This simulator traces plasma drug concentration over time using a one-compartment pharmacokinetic model. For an intravenous bolus it applies C(t) = (D/Vd)·e−ke·t; for oral dosing it uses the Bateman equation, C(t) = F·D·ka / (Vd·(ka−ke))·(e−ke·t − e−ka·t). It then reports half-life, Cmax, tmax, AUC and clearance.
You pick a route, then adjust dose (10–2000 mg), volume of distribution Vd, elimination rate ke, and, for oral, absorption rate ka and bioavailability F. Five drug presets (aspirin, penicillin, warfarin, morphine, metformin) load realistic values, and a log-scale toggle linearises the elimination phase. PK like this underpins dose selection and dosing intervals in clinical medicine and drug development.
What is a one-compartment pharmacokinetic model?
It treats the whole body as a single, well-mixed compartment of volume Vd into which a drug distributes instantly and from which it is eliminated by a first-order process. It is a simplification, but it captures the headline behaviour of many drugs and gives clean closed-form concentration curves.
What does this simulation actually show?
It plots plasma drug concentration against time after a single dose, on either a linear or logarithmic y-axis. The shaded area beneath the curve represents exposure (AUC), while dashed markers highlight the half-life and the peak concentration Cmax at time tmax.
How is half-life calculated here?
The elimination half-life is t½ = 0.693 / ke, where 0.693 is the natural logarithm of 2. It is the time for the plasma concentration to fall by half during the elimination phase, and it depends only on ke, not on the dose given.
Vd (1–200 L) sets the apparent volume the drug spreads into and so scales the concentration down. ke (0.01–2 h⁻¹) governs how fast the drug is removed. For oral dosing, ka (0.1–5 h⁻¹) controls absorption speed and F (5–100%) the fraction of the dose reaching the bloodstream.
An oral dose must first be absorbed before it can be eliminated. The Bateman equation combines two competing exponentials: absorption (ka) lifts the concentration early on, while elimination (ke) pulls it down. The curve peaks at tmax when the two rates balance, then declines.
Cmax is the highest plasma concentration reached, and tmax is the time at which it occurs. AUC, the area under the concentration–time curve, measures total drug exposure. The simulator finds Cmax and tmax by sampling the curve and computes AUC numerically with the trapezoidal rule.

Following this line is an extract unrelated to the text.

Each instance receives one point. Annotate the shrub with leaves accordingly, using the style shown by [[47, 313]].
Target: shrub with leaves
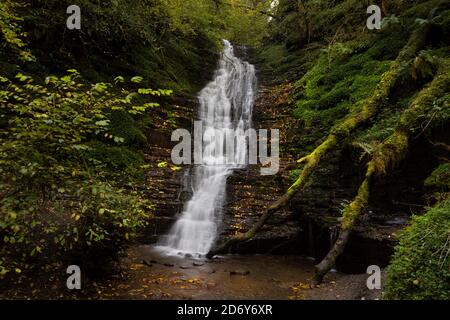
[[420, 268]]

Clearance is the volume of plasma cleared of drug per unit time. In a one-compartment model it equals Vd·ke, which the simulator reports in litres per hour. Higher clearance means the drug is removed faster and steady-state concentrations on repeat dosing are lower.
An intravenous bolus places the entire dose directly into the bloodstream, so absorption is complete and instantaneous. Its concentration starts at a maximum of D/Vd and decays mono-exponentially, which is why on a log scale the IV curve is a straight line while the oral curve still rises first.
It is a faithful textbook one-compartment model with first-order absorption and elimination, and the preset parameters are broadly realistic. It deliberately ignores complications such as multi-compartment distribution, non-linear (saturable) kinetics, protein binding and tissue-specific effects, so it is a teaching tool rather than a clinical dosing calculator.
On a log y-axis, first-order elimination appears as a straight line because the concentration falls by a constant fraction per unit time. This makes the terminal elimination slope easy to read and the half-life easy to estimate, which is why pharmacokineticists routinely plot concentration data this way.
PK guides how much drug to give and how often. Half-life sets a sensible dosing interval, Vd and clearance inform loading and maintenance doses, and AUC and Cmax relate to both efficacy and toxicity. Adjusting these is central to dosing in renal impairment, paediatrics and therapeutic drug monitoring.